The Big 12 had been actively courting Notre Dame to make the same move into its 10-team league for more than a year.
But sources in the Big 12 told me this morning the governing board at Notre Dame wanted to maintain its affiliation with the East Coast and felt the ACC (with several former members of the Big East, such as Boston College, Virginia Tech, Miami - and starting next year - Syracuse and Pittsburgh) was a better fit than the Big 12. The board also valued the ACC's academic standing, which is the best among the BCS conferences.
The big question my Big 12 sources were asking this morning is what does the ACC plan to do about Notre Dame's desire to have its own TV network?

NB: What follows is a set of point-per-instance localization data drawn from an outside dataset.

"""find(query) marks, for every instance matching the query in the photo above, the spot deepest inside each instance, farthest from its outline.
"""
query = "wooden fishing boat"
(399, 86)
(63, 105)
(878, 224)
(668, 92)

It's something the Big 12 would have welcomed, because schools in the Big 12 own their third-tier TV rights.
In the ACC, almost all the revenue from Tier 1, Tier 2 and Tier 3 TV rights (all contracted with ESPN) are shared equally. In fact, the ACC was concerned about Texas bringing the Longhorn Network into the ACC when the Longhorns looked at the ACC as a possible landing spot last year (when Oklahoma began talking to the Pac-12).

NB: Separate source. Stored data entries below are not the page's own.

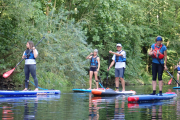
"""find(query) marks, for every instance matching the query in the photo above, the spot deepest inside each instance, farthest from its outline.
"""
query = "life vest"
(120, 58)
(178, 68)
(157, 53)
(94, 62)
(30, 56)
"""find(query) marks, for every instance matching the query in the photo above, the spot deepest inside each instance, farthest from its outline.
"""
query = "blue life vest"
(178, 68)
(30, 56)
(120, 58)
(94, 62)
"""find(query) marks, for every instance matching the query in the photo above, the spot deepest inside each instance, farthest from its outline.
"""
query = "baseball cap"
(119, 45)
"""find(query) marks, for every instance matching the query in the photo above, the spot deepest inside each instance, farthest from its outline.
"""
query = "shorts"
(119, 72)
(94, 69)
(157, 69)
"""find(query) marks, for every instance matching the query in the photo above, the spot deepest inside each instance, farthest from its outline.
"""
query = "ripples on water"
(84, 106)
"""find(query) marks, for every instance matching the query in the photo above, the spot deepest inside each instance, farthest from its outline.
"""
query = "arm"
(112, 63)
(151, 52)
(89, 56)
(165, 59)
(35, 52)
(98, 59)
(117, 54)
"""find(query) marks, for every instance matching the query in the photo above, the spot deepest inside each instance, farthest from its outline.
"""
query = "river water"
(84, 106)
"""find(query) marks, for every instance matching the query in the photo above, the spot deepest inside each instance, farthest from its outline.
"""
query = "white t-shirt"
(120, 64)
(30, 61)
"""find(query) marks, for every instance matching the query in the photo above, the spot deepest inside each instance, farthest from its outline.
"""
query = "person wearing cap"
(119, 58)
(178, 71)
(159, 59)
(94, 67)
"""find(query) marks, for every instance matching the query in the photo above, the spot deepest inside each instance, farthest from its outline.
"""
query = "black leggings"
(30, 69)
(157, 68)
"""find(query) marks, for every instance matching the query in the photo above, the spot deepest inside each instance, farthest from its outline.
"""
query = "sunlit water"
(84, 106)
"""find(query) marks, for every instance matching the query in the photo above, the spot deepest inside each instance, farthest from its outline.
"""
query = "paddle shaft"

Texas athletic director DeLoss Dodds said on Monday he thought Notre Dame in the Big 12 "would be a positive" and added that Notre Dame athletic director Jack Swarbrick and Big 12 commissioner Bob Bowlsby "are friends, too, and hopefully those conversations are continuing."
Bowlsby and former Big 12 interim commissioner Chuck Neinas both had conversations with Swarbrick, including keeping Notre Dame in the loop about the Big 12's decision to partner with the SEC on the Champions Bowl, which will begin New Year's Night 2015.
The conversations had included Notre Dame playing up to six games against Big 12 schools. The agreement between Notre Dame and the ACC calls for the Irish to play up to five games against ACC schools.
"No one is going to say it publicly, but this is a bit of a surprise and a big disappointment," one Big 12 source said. "We thought Notre Dame would be able to pursue its own network in the Big 12 and be a great fit here. I'm not sure what Notre Dame is going to be able to do in terms of its own network in the ACC.
"But Notre Dame is a great school and you wish them all the best."
The ACC had taken a stance of all-in membership or all-out previously in terms of whether the conference would admit a partial member. But clearly the events in May that included Florida State's chairman of the board of trustees saying the Seminoles would listen to the Big 12 shook the ACC into taking action to try to fortify its walls.
The addition of Notre Dame, even as a partial member, should help the ACC solidify and will probably quiet - for the foreseeable future - any talk of expansion or realignment involving the Big 12.
According to my sources, the pecking order of adding schools to the Big 12 - if expansion was to occur - was: 1) Notre Dame; 2) Florida State; and 3) Georgia Tech.
With the ACC adding Notre Dame and playing up to five games against the Irish, that talk will probably all but disappear.